Landmark case challenges the ban on homosexuality in Botswana

Last week saw the start of a landmark legal case in the Botswana High Court that aims to challenge the ban on homosexuality in this Southern African country. 

According to Mambaonline a gay man, who has only been identified as LM, is calling for the court to declare sections of the Penal Code that outlaw consensual same-sex sexual conduct between adults unconstitutional.
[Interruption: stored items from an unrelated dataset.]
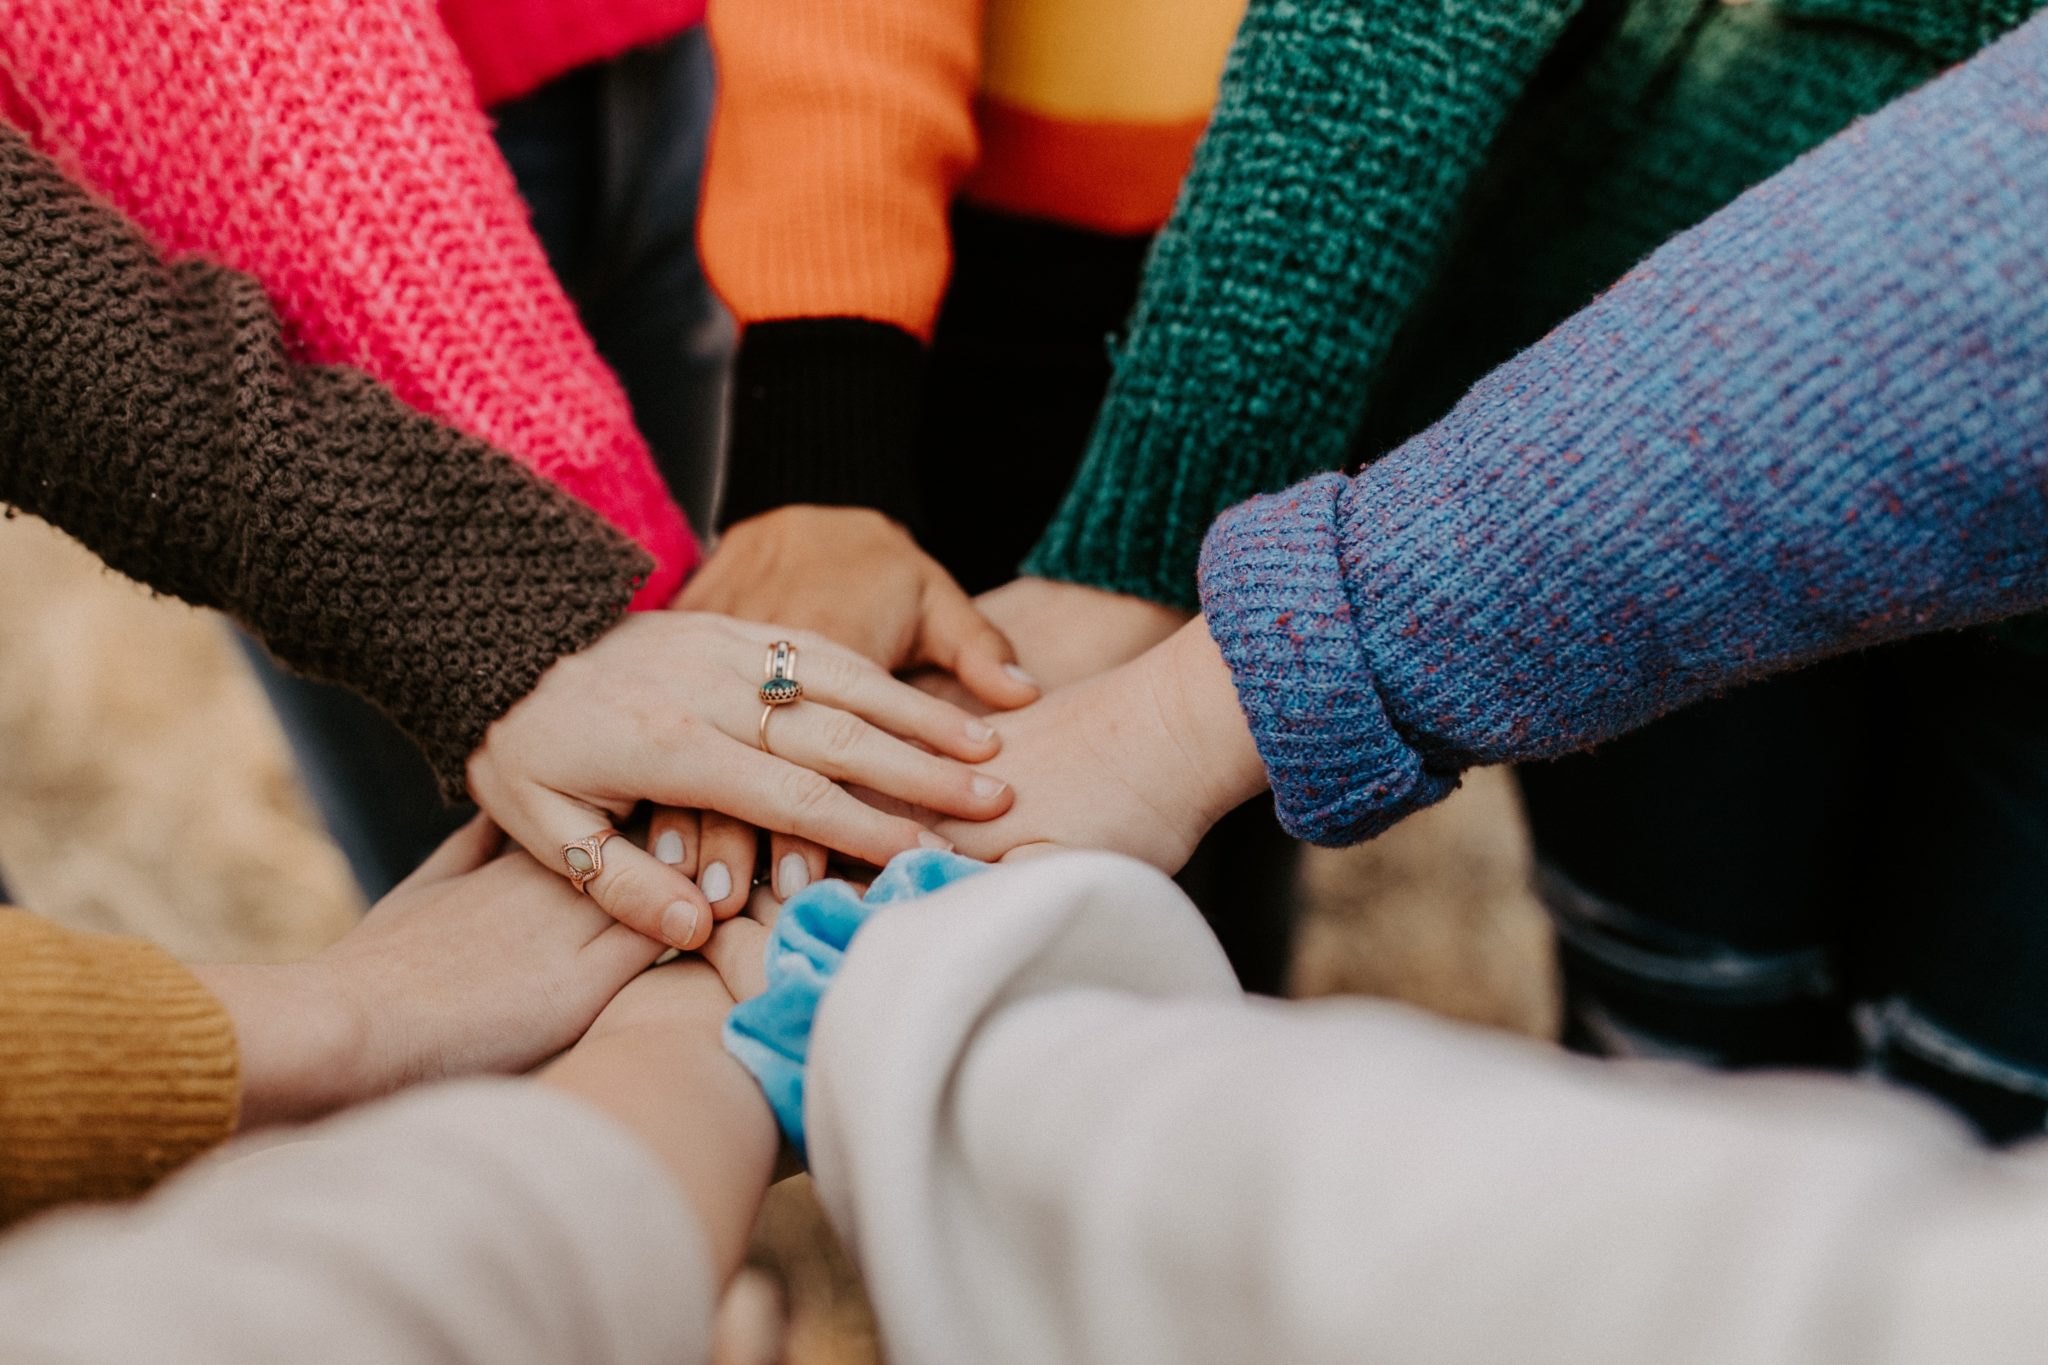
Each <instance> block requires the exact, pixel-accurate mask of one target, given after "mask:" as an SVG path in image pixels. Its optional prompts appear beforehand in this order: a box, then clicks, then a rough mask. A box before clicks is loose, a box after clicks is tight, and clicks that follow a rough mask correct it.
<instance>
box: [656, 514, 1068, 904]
mask: <svg viewBox="0 0 2048 1365" xmlns="http://www.w3.org/2000/svg"><path fill="white" fill-rule="evenodd" d="M674 606H676V608H678V610H696V612H721V614H725V616H733V618H739V620H758V622H778V624H784V626H791V628H797V630H811V632H815V634H819V636H823V639H827V641H834V643H838V645H844V647H846V649H850V651H854V653H856V655H860V657H864V659H870V661H872V663H877V665H881V667H883V669H887V671H891V673H901V671H907V669H932V671H936V673H942V675H946V677H950V679H954V681H956V684H958V688H961V692H958V696H954V698H948V700H956V702H958V704H963V706H965V708H969V710H975V712H981V710H1008V708H1014V706H1024V704H1028V702H1034V700H1036V698H1038V686H1036V684H1034V681H1032V677H1030V675H1028V673H1024V671H1020V669H1018V665H1016V653H1014V651H1012V649H1010V641H1006V639H1004V634H1001V630H997V628H995V626H991V624H989V620H987V616H983V612H979V610H977V604H975V602H973V600H971V598H969V596H967V593H965V591H963V589H961V585H958V583H954V581H952V575H950V573H946V571H944V569H942V567H940V565H938V561H936V559H932V557H930V555H926V553H924V551H922V548H918V542H915V540H913V538H911V534H909V532H907V530H903V526H899V524H897V522H891V520H889V518H885V516H883V514H881V512H874V510H868V508H819V505H805V503H799V505H788V508H776V510H774V512H764V514H760V516H754V518H748V520H745V522H737V524H733V526H731V528H729V530H727V532H725V534H723V536H721V538H719V546H717V551H713V555H711V559H709V561H705V565H702V567H700V569H698V571H696V573H694V575H692V577H690V581H688V583H686V585H684V589H682V591H680V593H678V596H676V604H674ZM770 743H772V745H780V737H778V735H776V737H770ZM649 847H653V849H655V851H657V853H659V855H666V857H668V860H670V862H672V864H674V866H678V868H688V870H692V874H698V870H711V868H719V870H721V872H717V874H711V876H709V884H707V886H705V894H707V896H709V898H711V907H713V913H715V915H717V917H719V919H727V917H731V915H735V913H739V907H743V905H745V898H748V874H750V872H752V868H754V849H756V831H754V827H752V825H748V823H745V821H739V819H733V817H731V814H717V812H711V810H707V812H705V814H702V817H698V814H696V812H692V810H680V808H662V810H655V817H653V827H651V833H649ZM768 866H770V870H772V876H774V882H772V884H774V890H776V894H780V896H784V898H786V896H793V894H797V892H799V890H803V886H807V884H811V882H815V880H817V878H821V876H823V874H825V849H823V847H821V845H819V843H817V841H813V839H801V837H793V835H791V833H770V849H768ZM698 880H700V882H702V880H707V878H705V876H700V874H698ZM721 890H723V894H715V892H721Z"/></svg>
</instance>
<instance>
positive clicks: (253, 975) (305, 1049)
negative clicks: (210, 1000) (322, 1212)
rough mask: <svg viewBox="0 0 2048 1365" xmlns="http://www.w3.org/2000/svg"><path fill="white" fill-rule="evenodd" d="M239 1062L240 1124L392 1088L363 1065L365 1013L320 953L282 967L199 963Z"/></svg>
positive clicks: (394, 1083) (243, 1128)
mask: <svg viewBox="0 0 2048 1365" xmlns="http://www.w3.org/2000/svg"><path fill="white" fill-rule="evenodd" d="M193 972H195V974H197V976H199V980H201V982H203V984H205V986H207V988H209V990H211V993H213V995H215V997H217V999H219V1001H221V1005H223V1007H225V1009H227V1017H229V1021H231V1023H233V1029H236V1050H238V1054H240V1062H242V1109H240V1117H238V1121H236V1126H238V1128H240V1130H250V1128H264V1126H268V1124H303V1121H309V1119H315V1117H322V1115H324V1113H332V1111H336V1109H344V1107H348V1105H352V1103H358V1101H362V1099H371V1097H373V1095H381V1093H387V1091H393V1089H397V1085H399V1078H397V1076H377V1074H373V1070H371V1068H369V1066H367V1064H365V1062H367V1058H369V1054H371V1052H373V1050H371V1048H369V1046H367V1036H369V1027H367V1013H365V1011H362V1009H360V1007H358V1001H356V999H354V997H352V995H350V993H348V990H346V988H342V982H340V980H338V978H336V974H334V972H332V970H330V968H328V964H324V962H322V960H319V958H311V960H307V962H295V964H283V966H254V964H248V966H242V964H236V966H201V968H193Z"/></svg>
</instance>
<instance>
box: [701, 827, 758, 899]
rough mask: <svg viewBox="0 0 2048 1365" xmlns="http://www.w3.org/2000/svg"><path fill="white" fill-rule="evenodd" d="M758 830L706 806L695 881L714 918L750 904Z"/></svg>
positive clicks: (753, 827) (752, 881) (757, 836)
mask: <svg viewBox="0 0 2048 1365" xmlns="http://www.w3.org/2000/svg"><path fill="white" fill-rule="evenodd" d="M756 839H758V835H756V831H754V827H752V825H748V823H745V821H735V819H733V817H729V814H721V812H717V810H705V814H702V821H700V831H698V835H696V849H698V851H696V866H698V874H696V884H698V886H700V888H702V892H705V900H709V902H711V915H713V917H715V919H731V917H733V915H737V913H739V911H743V909H745V907H748V892H750V890H754V847H756Z"/></svg>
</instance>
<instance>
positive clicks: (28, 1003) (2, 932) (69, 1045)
mask: <svg viewBox="0 0 2048 1365" xmlns="http://www.w3.org/2000/svg"><path fill="white" fill-rule="evenodd" d="M240 1101H242V1074H240V1058H238V1052H236V1033H233V1025H231V1023H229V1019H227V1011H225V1009H223V1007H221V1003H219V1001H217V999H213V995H209V993H207V988H205V986H201V984H199V980H197V978H195V976H193V974H190V972H188V970H184V968H182V966H178V962H176V960H172V958H170V954H166V952H162V950H160V948H152V945H150V943H141V941H137V939H113V937H102V935H96V933H74V931H68V929H59V927H57V925H51V923H45V921H41V919H37V917H35V915H29V913H25V911H10V909H4V907H0V1226H6V1224H10V1222H14V1220H18V1218H25V1216H29V1214H35V1212H39V1209H45V1207H51V1205H57V1203H70V1201H76V1199H121V1197H127V1195H137V1193H141V1191H143V1189H147V1187H150V1185H154V1183H156V1181H160V1179H164V1177H166V1175H168V1173H172V1171H176V1169H178V1166H182V1164H184V1162H186V1160H190V1158H193V1156H197V1154H199V1152H205V1150H207V1148H211V1146H215V1144H219V1142H223V1140H225V1138H227V1136H229V1134H231V1132H233V1128H236V1113H238V1107H240Z"/></svg>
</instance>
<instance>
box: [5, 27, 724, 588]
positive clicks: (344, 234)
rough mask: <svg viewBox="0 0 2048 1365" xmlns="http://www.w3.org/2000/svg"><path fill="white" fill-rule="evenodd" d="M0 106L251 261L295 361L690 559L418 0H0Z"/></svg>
mask: <svg viewBox="0 0 2048 1365" xmlns="http://www.w3.org/2000/svg"><path fill="white" fill-rule="evenodd" d="M0 74H4V78H6V80H8V82H10V84H12V88H14V96H12V98H10V102H8V104H6V106H12V108H16V111H23V108H25V111H27V113H29V119H31V127H33V135H35V141H37V143H39V145H41V147H43V149H45V151H51V153H53V156H55V158H57V160H59V162H61V164H63V168H66V170H68V172H72V174H74V176H76V178H80V180H84V182H86V184H90V186H94V188H98V190H100V192H104V194H106V196H109V199H111V201H113V203H115V205H117V207H119V209H123V211H125V213H127V215H129V217H133V219H135V221H137V223H139V225H141V227H143V231H145V233H147V235H150V237H152V241H156V246H158V248H160V250H164V252H166V254H168V256H184V254H195V252H197V254H205V256H211V258H215V260H221V262H223V264H227V266H233V268H238V270H246V272H248V274H252V276H256V278H258V280H260V282H262V284H264V289H266V291H268V293H270V297H272V301H274V303H276V309H279V315H281V317H283V319H285V340H287V346H289V354H291V356H293V358H295V360H307V362H317V364H336V362H338V364H352V366H356V368H362V370H367V372H369V375H373V377H375V379H379V381H383V383H387V385H389V387H391V389H393V391H395V393H397V395H399V397H401V399H403V401H408V403H412V405H414V407H420V409H422V411H426V413H430V415H436V417H444V420H446V422H451V424H455V426H457V428H461V430H465V432H469V434H473V436H479V438H483V440H487V442H489V444H494V446H498V448H500V450H506V452H510V454H512V456H516V458H518V460H520V463H524V465H528V467H530V469H535V471H539V473H541V475H545V477H549V479H553V481H555V483H559V485H561V487H565V489H567V491H569V493H571V495H575V497H578V499H582V501H586V503H590V505H592V508H596V510H598V512H602V514H604V516H606V518H608V520H610V522H612V524H614V526H618V528H621V530H625V532H627V534H631V536H633V538H635V540H639V542H641V544H643V546H647V548H649V551H651V553H653V555H655V561H657V567H655V573H653V575H651V577H649V581H647V587H645V589H643V596H641V604H643V606H653V604H662V602H666V600H668V596H670V593H672V591H674V587H676V585H678V583H680V581H682V575H684V573H686V571H688V569H690V565H692V563H694V559H696V546H694V542H692V538H690V532H688V526H686V524H684V520H682V512H680V510H678V508H676V505H674V501H672V499H670V495H668V489H666V487H664V483H662V477H659V475H657V473H655V467H653V460H651V456H649V452H647V446H645V442H643V440H641V436H639V434H637V432H635V428H633V417H631V411H629V409H627V399H625V391H623V389H621V387H618V381H616V379H614V377H612V375H610V370H608V368H606V366H604V362H602V360H600V358H598V354H596V348H594V346H592V342H590V338H588V336H586V334H584V329H582V323H580V321H578V317H575V311H573V307H571V305H569V299H567V295H563V291H561V287H559V282H557V280H555V276H553V272H551V270H549V266H547V258H545V256H543V252H541V244H539V241H537V239H535V235H532V229H530V227H528V223H526V211H524V205H522V203H520V199H518V192H516V188H514V184H512V176H510V172H508V170H506V166H504V162H502V160H500V156H498V149H496V147H494V145H492V139H489V125H487V121H485V119H483V113H481V108H479V106H477V100H475V94H473V90H471V82H469V74H467V70H465V68H463V61H461V57H459V53H457V49H455V43H453V41H451V39H449V33H446V31H444V29H442V25H440V20H438V16H436V14H434V6H432V0H246V2H238V4H227V6H215V4H160V2H158V0H0Z"/></svg>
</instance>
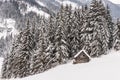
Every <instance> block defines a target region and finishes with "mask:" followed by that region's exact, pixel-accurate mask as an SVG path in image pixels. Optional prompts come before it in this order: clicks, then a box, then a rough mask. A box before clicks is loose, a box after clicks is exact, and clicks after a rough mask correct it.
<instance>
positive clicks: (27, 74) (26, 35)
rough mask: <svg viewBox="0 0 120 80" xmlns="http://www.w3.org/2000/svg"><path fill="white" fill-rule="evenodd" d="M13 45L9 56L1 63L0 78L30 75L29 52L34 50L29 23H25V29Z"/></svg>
mask: <svg viewBox="0 0 120 80" xmlns="http://www.w3.org/2000/svg"><path fill="white" fill-rule="evenodd" d="M15 43H16V44H13V48H12V51H11V54H10V55H9V56H8V57H7V59H6V60H5V61H4V63H3V68H2V70H3V71H2V78H13V77H14V78H16V77H25V76H28V75H30V64H31V62H30V61H31V54H32V52H31V50H32V49H33V48H34V40H33V35H32V34H31V32H30V25H29V21H28V22H27V28H26V29H25V30H24V31H22V32H21V33H20V35H19V37H18V38H17V41H16V42H15Z"/></svg>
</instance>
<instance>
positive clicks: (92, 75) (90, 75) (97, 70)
mask: <svg viewBox="0 0 120 80" xmlns="http://www.w3.org/2000/svg"><path fill="white" fill-rule="evenodd" d="M0 62H1V61H0ZM11 80H14V79H11ZM15 80H120V51H118V52H115V51H113V50H112V51H110V54H108V55H104V56H102V57H100V58H95V59H92V60H91V61H90V62H89V63H83V64H76V65H73V64H72V62H70V63H68V64H65V65H61V66H57V67H55V68H53V69H50V70H48V71H46V72H44V73H41V74H37V75H33V76H30V77H26V78H22V79H15Z"/></svg>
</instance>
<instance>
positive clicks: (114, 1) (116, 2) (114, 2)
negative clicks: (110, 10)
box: [109, 0, 120, 4]
mask: <svg viewBox="0 0 120 80" xmlns="http://www.w3.org/2000/svg"><path fill="white" fill-rule="evenodd" d="M109 1H111V2H113V3H116V4H120V0H109Z"/></svg>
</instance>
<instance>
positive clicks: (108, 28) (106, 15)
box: [105, 5, 114, 49]
mask: <svg viewBox="0 0 120 80" xmlns="http://www.w3.org/2000/svg"><path fill="white" fill-rule="evenodd" d="M105 17H106V20H107V26H108V29H109V33H110V37H109V44H108V46H109V49H111V48H112V47H113V29H114V23H113V22H112V17H111V15H110V9H109V6H108V5H107V10H106V16H105Z"/></svg>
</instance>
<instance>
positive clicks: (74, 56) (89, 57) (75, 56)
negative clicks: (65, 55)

The applicant was supported by the organisation Lesbians, Gays, and Bisexuals of Botswana (Legabibo). 

Under sections 164 and 167 of Botswana’s penal code, those found guilty of having “carnal knowledge of any person against the order of nature” and engaging in “indecent practices between persons”, can face up to seven years in jail.

In his opening statement read out to the court, LM argued that the laws limit him “to interact with others who identify in the same way for fear of imprisonment.” He also continued to say that they “are not looking for people to agree with homosexuality, but to be tolerant [towards those who identify as LGBTI].”

LM’s legal team also set out to show that the anti-LGBTI provisions of the Penal Code “unconstitutionally discriminate against LGBTI people” including exposing them to “high levels of violence”, as well as “restricting their access to HIV services”. 

In turn, Botswana’s Attorney General made various arguments against repealing the laws. Among those were a suggestion that homosexuality “was a Western fueled practice”, alongside an argument that the case was “not about homosexuals but about protecting the morals of society.” 

Mambaonline reports that the  Attorney General also questioned the credibility of Legabibo, due to the fact that the organisation receives international funding.